My mother was slightly ahead of me and to my right. To my left also and
about four meters ahead of me, carrying a basket on her head, was fifteen
year old Leonarda “Narda” Pangan, a native of Dinalupihan, Bataan, my
mother’s hometown. Florida Street was strewn with debris. The buildings
along its side across the UP campus were all razed by the fires that raged
the night before. Florida Hall, the boarding house for the female students
of the UP, was just a pile of smoking rubble as were the other buildings
along the whole length of Florida Street. We were nearing Arkansas Street
(now Engracia C. Reyes), which ran directly perpendicular to the entrance
of the UP College of Engineering, now the Court of Appeals, when my mind
began to wander a bit as I recalled that it was at this very same spot
where, a year or so ago, the Japanese sentry posted at the gate leading to
the building of the College of Engineering shouted at me with a shrill
Kura Kura! as I passed him on the other side of the street. I knew
immediately that I had failed to stop and to bow before I passed him.

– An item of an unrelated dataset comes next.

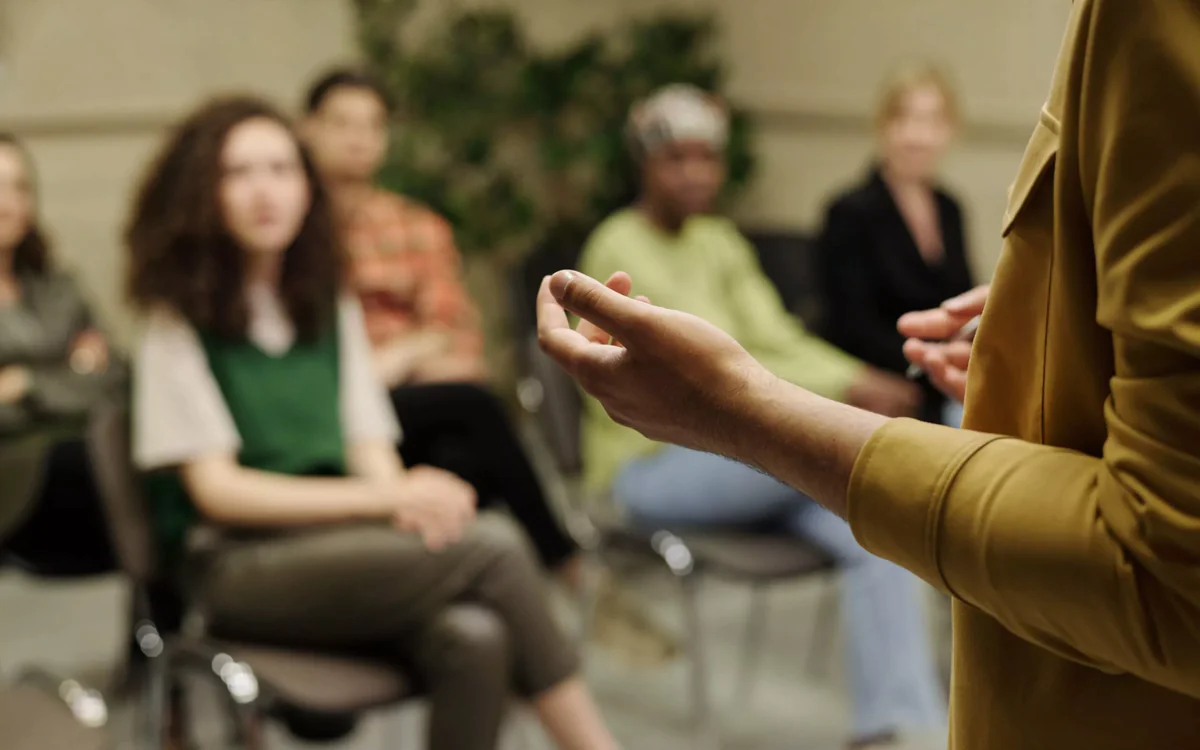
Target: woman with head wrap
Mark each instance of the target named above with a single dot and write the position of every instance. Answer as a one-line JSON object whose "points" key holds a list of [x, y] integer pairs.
{"points": [[681, 256]]}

I
quickly retraced my steps, stood in front of the sentry, and bowed bending
from my waist. I may have gotten off easy as the sentry did not command me
to come forward to be slapped but just waved me on after I had bowed.
My bit of day-dreaming was suddenly interrupted by a horrendous and
ear-splitting explosion ahead of me and to my left. I glanced to my left
and saw my elder brother George Jr. standing with both hands covering his
face. About two meters in front of him, lay the legless torso of a woman
with long black hair, whose left arm was also amputated up to the
shoulder. She lay moaning,
blood flowing from the stump of her lower torso. My mind was in a daze and
my ears were ringing but I soon realized that this hapless woman was the
fifteen year old Narda. She had stepped on an anti-personnel land mine! As
I gazed to my right, I saw my mother lying on the ground on her right
side, all bloodied and motionless. I rushed to her side as I called to her
but I received no response. Suddenly, someone shouted “Run, save
yourselves!” Many in our
group just dropped whatever they were carrying and ran towards Padre Faura
Street. Anselmo Salang, my cousin, heroically took it upon himself to
carry my mother, as we all madly rushed towards Padre Faura Street and
into the PGH. Slowly, we found each member of our family in the interior
court yard of the PGH. Doctors attended to my mother as best as they could
and she was placed on a bed in a ward on the second floor of the hospital
facing Taft Avenue. My brother George, Jr., blinded by the land mine
blast, was placed on a bed at another ward. The rest of us, including
Robert Reyes, my seven month old first cousin being cared for by my
maternal grandmother, sought shelter at the Nurses’ Home, a two-story
building on the corner of Taft Avenue and Padre Faura Street, which served
as dormitory for the nurses on duty. The mangled body of poor Narda was
left where it lay on Florida Street.